Seit den Protesten in der irakischen Hauptstadt Bagdad im vergangenen Jahr werden Lochbihler zufolge zahlreiche Oppositionelle vermisst. Auch nach der Befreiung der nordirakischen Stadt Mossul vom "Islamischen Staat" (IS) vor vier Jahren seien viele Menschen verschwunden. Verantwortlich dafür zeichnen vor allem pro-iranische Milizen. "Diese Gruppen wurden später in die irakische Armee integriert, und deshalb muss sich die Regierung um die Verschwundenen kümmern", erklärt Lochbihler. Das passiere aber nicht.

Auch die mexikanischen Ermittler haben lange nichts getan. Sonst müsste Vergara nicht selbst nach seinem Bruder suchen. Tomás Vergara wurde laut seinem Bruder entführt. Auf Lösegeldforderungen wollte die Familie eingehen. Doch dann meldeten sich die Entführer nicht mehr.

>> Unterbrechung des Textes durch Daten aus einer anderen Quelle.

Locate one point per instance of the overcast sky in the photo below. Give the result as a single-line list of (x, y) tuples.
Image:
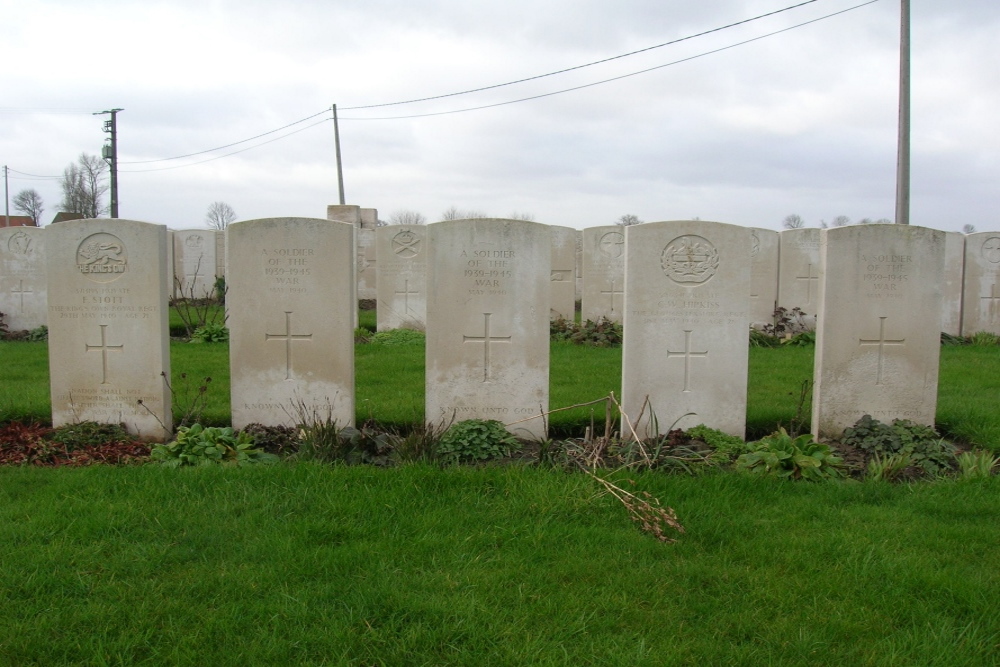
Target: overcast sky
[(799, 122)]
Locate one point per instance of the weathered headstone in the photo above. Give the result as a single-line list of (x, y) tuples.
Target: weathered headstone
[(954, 271), (401, 251), (23, 277), (685, 353), (108, 343), (981, 307), (763, 276), (195, 263), (878, 341), (603, 273), (563, 283), (798, 272), (291, 301), (488, 323)]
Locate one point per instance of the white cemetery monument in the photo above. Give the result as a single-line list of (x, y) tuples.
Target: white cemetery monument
[(108, 343), (23, 281), (291, 304), (488, 323), (401, 251), (798, 272), (563, 272), (763, 276), (685, 353), (878, 341), (603, 270), (981, 308)]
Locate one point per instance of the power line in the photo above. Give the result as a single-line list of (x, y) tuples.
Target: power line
[(617, 78), (576, 67)]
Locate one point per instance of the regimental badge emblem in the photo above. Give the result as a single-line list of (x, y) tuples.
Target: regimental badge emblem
[(690, 260), (406, 244), (102, 258)]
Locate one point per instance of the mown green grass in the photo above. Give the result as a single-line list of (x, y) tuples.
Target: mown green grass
[(494, 566)]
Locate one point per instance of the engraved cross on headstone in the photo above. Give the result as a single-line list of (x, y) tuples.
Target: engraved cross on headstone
[(612, 292), (288, 337), (991, 302), (104, 348), (687, 354), (20, 291), (882, 341), (486, 339), (809, 278), (406, 296)]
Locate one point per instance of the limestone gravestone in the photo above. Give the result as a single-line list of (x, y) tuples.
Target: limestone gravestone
[(603, 269), (685, 352), (878, 341), (798, 272), (981, 309), (763, 276), (401, 253), (954, 272), (108, 343), (291, 301), (563, 272), (195, 263), (23, 283), (488, 323)]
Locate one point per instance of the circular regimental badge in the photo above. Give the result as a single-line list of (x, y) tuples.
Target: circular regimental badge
[(690, 260), (101, 258)]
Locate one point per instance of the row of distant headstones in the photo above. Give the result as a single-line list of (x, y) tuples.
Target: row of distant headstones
[(487, 313)]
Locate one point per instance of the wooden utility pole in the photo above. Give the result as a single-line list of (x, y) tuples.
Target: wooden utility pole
[(903, 148)]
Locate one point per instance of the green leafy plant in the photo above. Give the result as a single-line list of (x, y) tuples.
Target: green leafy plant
[(213, 332), (977, 464), (792, 458), (922, 443), (199, 445), (475, 440)]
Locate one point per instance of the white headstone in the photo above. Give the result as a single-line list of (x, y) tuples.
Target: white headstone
[(981, 308), (23, 280), (763, 276), (108, 341), (563, 285), (954, 272), (401, 251), (488, 323), (686, 324), (603, 273), (879, 336), (798, 272), (291, 301)]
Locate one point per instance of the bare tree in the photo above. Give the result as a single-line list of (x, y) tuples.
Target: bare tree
[(84, 185), (793, 221), (628, 220), (29, 202), (219, 215), (453, 213), (407, 217)]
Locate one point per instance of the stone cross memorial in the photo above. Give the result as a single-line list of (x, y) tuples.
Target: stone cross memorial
[(879, 336), (603, 273), (401, 252), (488, 323), (981, 310), (685, 353), (291, 304), (108, 341), (23, 277)]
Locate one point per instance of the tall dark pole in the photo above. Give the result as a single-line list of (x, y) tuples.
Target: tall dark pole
[(110, 155), (903, 155), (340, 168)]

Laut der UN-Konvention liegt gewaltsames Verschwindenlassen vor, wenn Menschen durch Festnahmen, Entführungen und andere Freiheitsberaubungen der Schutz des Gesetzes entzogen wird. Vorausgesetzt, die Täter waren staatliche Funktionsträger oder haben mit "Ermächtigung, Duldung oder Unterstützung des Staates" gehandelt.

In Ländern wie Mexiko ist das meist der Fall, weil Kriminelle, Politiker und Sicherheitskräfte oft kooperieren. Wenn Beamte den Verbleib von Festgenommenen verschleiern, handeln sie ebenfalls in diesem Sinne kriminell. Im Gegensatz zu anderen Menschenrechtsverletzungen sind beim Verschwindenlassen auch Angehörige wie Mario Vergara unmittelbare Opfer. "Die oft jahrelange Ungewissheit über das Schicksal eines geliebten Menschen ist nicht weniger quälend als Folter", beschreibt Amnesty International. Gerade deshalb ist es so wichtig, dass die Verschwundenen gefunden werden.

Weltweit Hunderttausende verschwunden

Wie viele Menschen weltweit verschwunden sind, ist unklar. Zweifellos handelt es sich um Hunderttausende. Während des argentinischen Militärregimes von 1976 bis 1983 verschleppten Soldaten Zehntausende Oppositionelle, viele von ihnen wurden gefoltert und danach aus Flugzeugen in den Rio de la Plata geworfen. Ähnliches passierte in Chile, und im guatemaltekischen Bürgerkrieg verschwanden nach Amnesty-Schätzungen fast 40.000 Menschen. Der US-Geheimdienst CIA folterte im Rahmen seines Krieges gegen Terror Verdächtige in geheimen Gefängnisse in Polen und Syrien.

Heute verliert sich immer wieder die Spur von Menschen, die aus ihrer Heimat Richtung Europa fliehen. Ob es sich dabei um Verschwundene im Sinne der UN-Konvention handle, müsse bei jedem Einzelnen geprüft werden, erklärt Rainer Huhle vom Nürnberger Menschenrechtszentrum: "Das ist nicht automatisch der Fall, wenn Migranten im Mittelmeer ertrinken." Sollten aber Zwangsprostitution, Sklaverei und andere Formen des Menschenhandels im Spiel sein, könne es sich um gewaltsames Verschwindenlassen handeln.

Um solche und andere Fälle besser zu verfolgen, müsse die deutsche Regierung den Straftatbestand des Verschwindenlassens ins Gesetzbuch schreiben, empfiehlt der UN-Ausschuss. Deutschland habe eine Vorbildfunktion, zudem würde es einfacher, internationale Menschenrechtsverbrecher auszuliefern. Die Bundesregierung hält die Reform für überflüssig, weil das Delikt bereits durch Gesetze zu Entführung, Menschenhandel oder Folter abgedeckt sei. Lochbihler hofft dennoch auf ein Gesetz. "Das Verschwindenlassen ist ein ganz spezifisches Unrecht", sagte sie.